The abacus is an ancient calculating method with a history of over 2,500 years. It is regarded as the fifth invention in Chinese history and was listed as a national-level intangible cultural heritage in 2008.
The abacus’s popularity has been compromised over the course of time by the emergence of digital calculators; however, they are still in use in many of China’s rural marketplaces. Today, the abacus has a richer value as a cultural symbol rather than a practical calculating tool.
The UNESCO stated that intangible cultural heritage could bring a sense of identification to the people who own it and it is essential to maintaining cultural diversity and human creativity.
Since 2001, China has successfully applied for 37 items to be listed as World Intangible Cultural Heritages, including Kunqu opera, the shadow play and acupuncture.

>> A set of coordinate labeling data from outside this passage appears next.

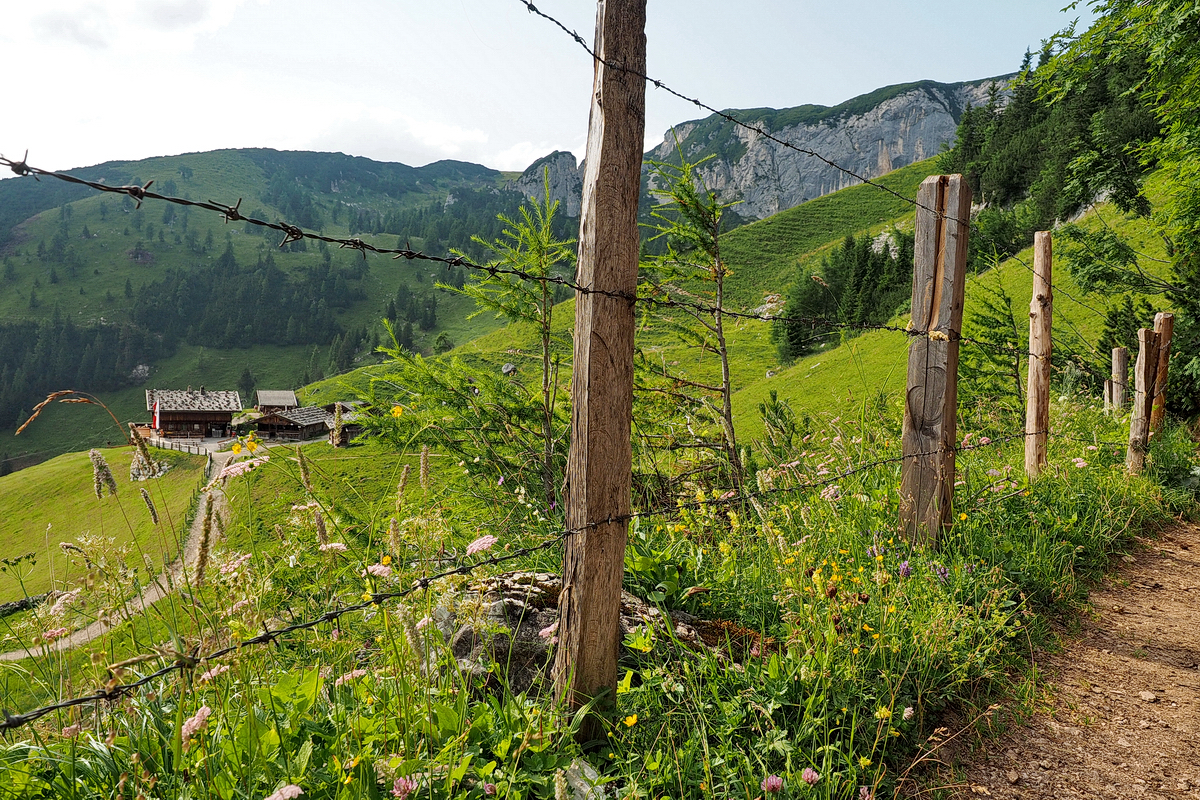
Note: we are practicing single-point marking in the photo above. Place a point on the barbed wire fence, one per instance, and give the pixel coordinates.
(183, 662)
(651, 295)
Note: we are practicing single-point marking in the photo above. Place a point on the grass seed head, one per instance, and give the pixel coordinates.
(154, 512)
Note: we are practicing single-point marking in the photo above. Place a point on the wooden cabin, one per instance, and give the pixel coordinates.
(295, 425)
(271, 400)
(179, 413)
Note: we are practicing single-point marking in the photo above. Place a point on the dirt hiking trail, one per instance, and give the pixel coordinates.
(1123, 711)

China currently has 30 intangible cultural heritage items listed by UNESCO, the most among all countries throughout the world.
Facts about the abacus:
The Chinese abacus, also called suanpan, can be traced back to the Spring and Autumn Period (770-476BC).
It has two decks and more than seven rods. The upper deck, which is known as heaven, has two beads on each rod. These beads each have the value of five. There are five beads on the bottom deck, known as earth. Each of these has the value of one. The beads are moved up and down during calculation.